Meatros I think you can keep your lifts stable (or even improve them) as long as you cut at a reasonable rate. I went from 61kg to 50kg (so a loss of over 20% body weight) in under 6 months and my lifts stayed the same - they dropped a little at the 53kg mark for some reason, but I was able to get them back up to where I was before. On the plus side, pull-ups get easier!
Pretty much. My husband tells me to bench faster to get through it (my bench is glacial) but I’m not really capable of doing it much faster than I currently am. I think it comes back to my lack of power - which will hopefully be corrected!
I’m finding cleans very technical. I picked up the squat and dead pretty easily, but there’s just so much to remember for cleans. I’ve been videoing my early attempts to try and eliminate any bad habits at the start, and they’re looking better than they were last week. I’m fortunate that one of the instructors loves the oly lifts, so he’s given me a DVD and heaps of pointers on form. He recommends starting with front squats, so if you eventually want to try cleans that’s something you can do now.
I tried that program - it’s pretty good. Also, squat and deadlift are hard to perfect, so I feel your pain. If you are interested, Eric Cressey has some stuff out on how to perfect the squat. I’d imagine that he also has some videos on deadlifting as well.

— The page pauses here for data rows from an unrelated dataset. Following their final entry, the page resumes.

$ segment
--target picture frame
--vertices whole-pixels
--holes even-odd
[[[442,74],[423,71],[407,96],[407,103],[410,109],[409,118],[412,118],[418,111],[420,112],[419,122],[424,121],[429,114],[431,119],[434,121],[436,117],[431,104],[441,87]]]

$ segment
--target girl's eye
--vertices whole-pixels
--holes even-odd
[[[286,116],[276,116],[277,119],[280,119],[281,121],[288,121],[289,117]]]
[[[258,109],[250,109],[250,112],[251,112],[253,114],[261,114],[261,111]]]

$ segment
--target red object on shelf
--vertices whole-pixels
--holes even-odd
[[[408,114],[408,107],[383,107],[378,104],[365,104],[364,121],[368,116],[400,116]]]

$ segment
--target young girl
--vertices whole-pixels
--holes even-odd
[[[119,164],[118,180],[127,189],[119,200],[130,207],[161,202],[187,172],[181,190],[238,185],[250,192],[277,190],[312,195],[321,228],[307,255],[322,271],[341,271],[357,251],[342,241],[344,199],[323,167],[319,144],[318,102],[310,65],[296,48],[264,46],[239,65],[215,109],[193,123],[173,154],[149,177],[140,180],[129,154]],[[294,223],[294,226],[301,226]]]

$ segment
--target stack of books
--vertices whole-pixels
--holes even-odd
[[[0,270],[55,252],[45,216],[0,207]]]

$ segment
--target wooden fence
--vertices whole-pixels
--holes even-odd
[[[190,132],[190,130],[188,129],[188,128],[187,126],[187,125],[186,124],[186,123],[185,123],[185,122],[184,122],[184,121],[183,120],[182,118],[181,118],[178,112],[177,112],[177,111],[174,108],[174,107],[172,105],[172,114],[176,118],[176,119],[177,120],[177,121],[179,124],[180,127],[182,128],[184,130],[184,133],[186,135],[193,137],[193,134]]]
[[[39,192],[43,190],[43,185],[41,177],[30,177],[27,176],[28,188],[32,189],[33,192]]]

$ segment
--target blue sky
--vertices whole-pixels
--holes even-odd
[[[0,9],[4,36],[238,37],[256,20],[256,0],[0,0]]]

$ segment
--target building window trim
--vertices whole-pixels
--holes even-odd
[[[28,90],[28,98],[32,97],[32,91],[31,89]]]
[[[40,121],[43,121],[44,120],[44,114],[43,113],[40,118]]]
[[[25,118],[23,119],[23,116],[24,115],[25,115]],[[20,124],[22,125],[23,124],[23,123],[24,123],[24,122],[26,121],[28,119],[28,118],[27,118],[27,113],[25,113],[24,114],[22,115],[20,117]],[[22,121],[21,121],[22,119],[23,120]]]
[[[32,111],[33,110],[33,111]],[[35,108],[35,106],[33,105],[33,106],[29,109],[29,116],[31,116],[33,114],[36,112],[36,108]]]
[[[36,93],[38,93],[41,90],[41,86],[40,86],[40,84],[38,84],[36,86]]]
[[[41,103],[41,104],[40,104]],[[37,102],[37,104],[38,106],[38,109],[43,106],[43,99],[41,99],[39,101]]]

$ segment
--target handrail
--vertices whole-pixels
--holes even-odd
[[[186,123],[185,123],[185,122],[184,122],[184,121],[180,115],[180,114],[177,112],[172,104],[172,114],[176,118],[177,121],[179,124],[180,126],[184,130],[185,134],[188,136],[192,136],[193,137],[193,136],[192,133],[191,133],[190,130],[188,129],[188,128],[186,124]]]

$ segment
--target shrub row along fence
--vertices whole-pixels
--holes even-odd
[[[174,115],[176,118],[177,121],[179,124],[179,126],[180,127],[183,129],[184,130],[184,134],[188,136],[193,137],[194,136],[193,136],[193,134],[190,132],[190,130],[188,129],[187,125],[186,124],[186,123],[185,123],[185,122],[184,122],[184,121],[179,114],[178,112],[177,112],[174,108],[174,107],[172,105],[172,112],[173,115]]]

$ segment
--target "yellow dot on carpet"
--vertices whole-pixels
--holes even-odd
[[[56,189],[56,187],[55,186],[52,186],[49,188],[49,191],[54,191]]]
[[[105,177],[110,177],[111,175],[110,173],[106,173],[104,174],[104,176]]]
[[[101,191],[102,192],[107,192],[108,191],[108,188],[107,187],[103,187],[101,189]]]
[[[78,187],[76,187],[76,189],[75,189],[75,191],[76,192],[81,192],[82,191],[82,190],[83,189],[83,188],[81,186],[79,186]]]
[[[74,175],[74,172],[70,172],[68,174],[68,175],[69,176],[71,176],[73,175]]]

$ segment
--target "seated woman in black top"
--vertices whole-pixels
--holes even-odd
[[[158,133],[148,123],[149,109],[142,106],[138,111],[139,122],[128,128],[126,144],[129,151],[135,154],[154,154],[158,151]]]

I’m hoping that this is the case. I tested my deadlifts today and I pulled 315. I’ve already lost a lot of weight and it seems to be harder the more weight I try to lose. I’m not trying to severly cut my caloric intake though and I’m shooting for around 2 pounds a week.
I HEAR you on the pull ups, btw. When I was at 330, I couldn’t do one. I don’t think I could even hang. Now I can do two or three. Not perfect, but I’m getting there…

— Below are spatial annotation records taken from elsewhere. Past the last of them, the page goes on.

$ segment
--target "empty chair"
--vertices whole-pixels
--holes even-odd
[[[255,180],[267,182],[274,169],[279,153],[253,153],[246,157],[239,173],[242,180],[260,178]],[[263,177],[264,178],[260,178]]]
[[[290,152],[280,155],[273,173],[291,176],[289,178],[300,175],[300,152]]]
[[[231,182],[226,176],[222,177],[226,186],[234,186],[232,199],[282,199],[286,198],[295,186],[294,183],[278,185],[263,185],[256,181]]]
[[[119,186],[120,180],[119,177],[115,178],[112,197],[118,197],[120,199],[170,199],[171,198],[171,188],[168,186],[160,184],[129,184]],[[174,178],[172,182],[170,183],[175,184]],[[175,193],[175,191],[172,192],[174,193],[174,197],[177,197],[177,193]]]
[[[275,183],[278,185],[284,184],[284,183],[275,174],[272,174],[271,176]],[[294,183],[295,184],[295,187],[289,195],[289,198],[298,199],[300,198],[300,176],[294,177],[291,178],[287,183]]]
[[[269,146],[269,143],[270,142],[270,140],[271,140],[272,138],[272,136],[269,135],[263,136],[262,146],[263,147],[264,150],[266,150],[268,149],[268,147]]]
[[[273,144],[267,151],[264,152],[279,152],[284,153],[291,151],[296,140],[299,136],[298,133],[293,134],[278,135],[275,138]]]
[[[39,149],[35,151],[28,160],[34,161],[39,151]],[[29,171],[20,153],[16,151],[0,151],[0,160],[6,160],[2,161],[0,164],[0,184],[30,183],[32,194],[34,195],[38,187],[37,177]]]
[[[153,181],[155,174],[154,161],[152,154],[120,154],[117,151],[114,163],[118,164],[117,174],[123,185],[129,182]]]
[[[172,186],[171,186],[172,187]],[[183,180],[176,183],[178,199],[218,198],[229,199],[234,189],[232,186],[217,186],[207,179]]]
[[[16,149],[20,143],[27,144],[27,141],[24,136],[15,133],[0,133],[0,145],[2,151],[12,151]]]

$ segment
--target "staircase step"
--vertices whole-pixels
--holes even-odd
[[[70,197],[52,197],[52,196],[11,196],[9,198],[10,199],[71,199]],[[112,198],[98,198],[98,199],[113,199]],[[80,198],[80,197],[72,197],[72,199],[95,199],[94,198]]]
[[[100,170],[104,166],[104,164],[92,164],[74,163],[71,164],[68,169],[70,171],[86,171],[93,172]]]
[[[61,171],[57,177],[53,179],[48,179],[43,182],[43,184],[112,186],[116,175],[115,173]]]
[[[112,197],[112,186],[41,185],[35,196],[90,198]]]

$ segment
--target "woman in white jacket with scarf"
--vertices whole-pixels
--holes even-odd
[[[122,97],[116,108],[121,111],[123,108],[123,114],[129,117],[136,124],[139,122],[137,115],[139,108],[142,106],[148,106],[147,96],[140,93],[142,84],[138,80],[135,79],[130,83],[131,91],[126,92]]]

When you are giving maximum effort, it’s hard to just try to do something faster. That said, I have read a little bit about some ‘power’ programs where you go to something like 60 % of your max and you attempt to do 10 reps (or whatever) as fast as you can. That is supposed to help with power. I’ve never done it though, so I can’t speak to it myself.

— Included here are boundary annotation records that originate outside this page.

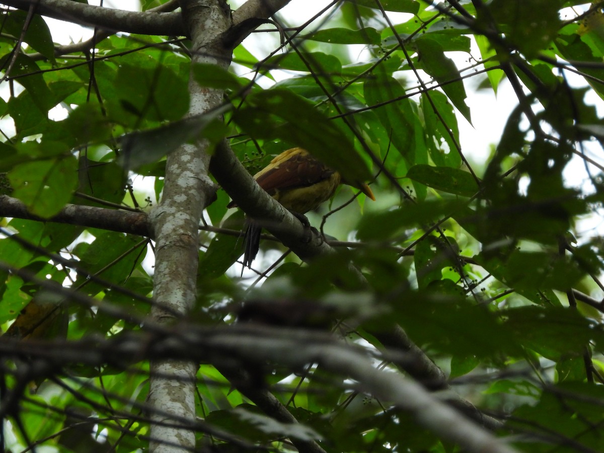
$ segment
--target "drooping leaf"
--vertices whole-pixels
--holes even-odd
[[[472,196],[479,188],[469,173],[449,167],[416,165],[409,169],[407,178],[437,190],[462,196]]]
[[[424,35],[415,42],[423,69],[440,84],[453,105],[471,123],[470,109],[466,103],[466,89],[455,63],[445,55],[442,47],[436,40]]]
[[[16,39],[19,38],[28,22],[27,19],[28,13],[25,11],[11,11],[2,14],[2,30],[4,33],[12,34]],[[29,18],[27,28],[23,34],[23,40],[51,61],[54,61],[53,37],[41,16],[34,14]]]
[[[303,36],[313,41],[329,42],[331,44],[373,44],[380,43],[379,33],[375,28],[366,27],[359,30],[349,28],[324,28]]]
[[[214,120],[230,109],[225,105],[210,113],[170,123],[153,129],[135,132],[120,139],[118,163],[126,169],[140,169],[155,162],[202,134],[210,124],[222,130]]]
[[[72,156],[19,164],[8,172],[12,195],[33,214],[52,217],[71,200],[77,185],[77,169]]]
[[[411,13],[417,14],[419,11],[419,2],[415,0],[382,0],[379,4],[372,0],[347,0],[351,3],[364,6],[367,8],[379,9],[384,8],[386,11],[394,11],[398,13]]]

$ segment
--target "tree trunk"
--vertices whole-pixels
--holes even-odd
[[[231,51],[214,38],[231,24],[222,0],[181,1],[183,19],[192,40],[192,66],[198,63],[226,68]],[[191,76],[189,115],[207,112],[222,102],[222,92],[200,87]],[[205,139],[185,144],[168,156],[161,204],[153,213],[156,239],[154,294],[174,313],[186,316],[197,291],[198,227],[201,213],[215,190],[208,176],[209,143]],[[159,307],[154,321],[170,323],[173,313]],[[195,448],[195,374],[191,362],[156,361],[151,364],[149,402],[154,408],[150,450],[156,453]]]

I love the way cleans look - when someone nails them it looks so effortless. The truth is quite the opposite though.
I haven’t perfected my form for squat or deadlifts (getting better though), so cleans are big time intimidating for me.
I like front squats, but I’ve found that my knees are really sore (not really a ‘muscle soreness’) for a few days afterwards. So I’ve cut back on doing them. Do you think this is an indicator that I’m doing them wrong?
Maybe I’m approaching it all wrong, but I don’t really have any goals. I have a one-hour routine that involves cardio and resistance training that leaves me, at the end of the hour, panting and sweating and completely worked, muscle-wise. I’ve been doing this routine for a few months, changing around some of the exercises every now and then and substituting this for that. I know I’m getting a great workout from the way I feel when I’m done, and I can see the results in the mirror, but I can’t say that I actually have any goals other than to continue getting my ass to the gym 2-3 times a week, and if it gets too easy, to add some difficulty.
Most of my resistance training is body-weight exercises- pullups, pushups, dips, crunches, squats, lunges, several varieties of burpees… that sort of thing.
That sounds like a fine set of goals to me. I heard one instructor say to his senior citizen gym class attendees a couple of years ago “you folks are already in the top fifteen percent in terms of conditioning just because you regularly drag your weary butts into a place like this”.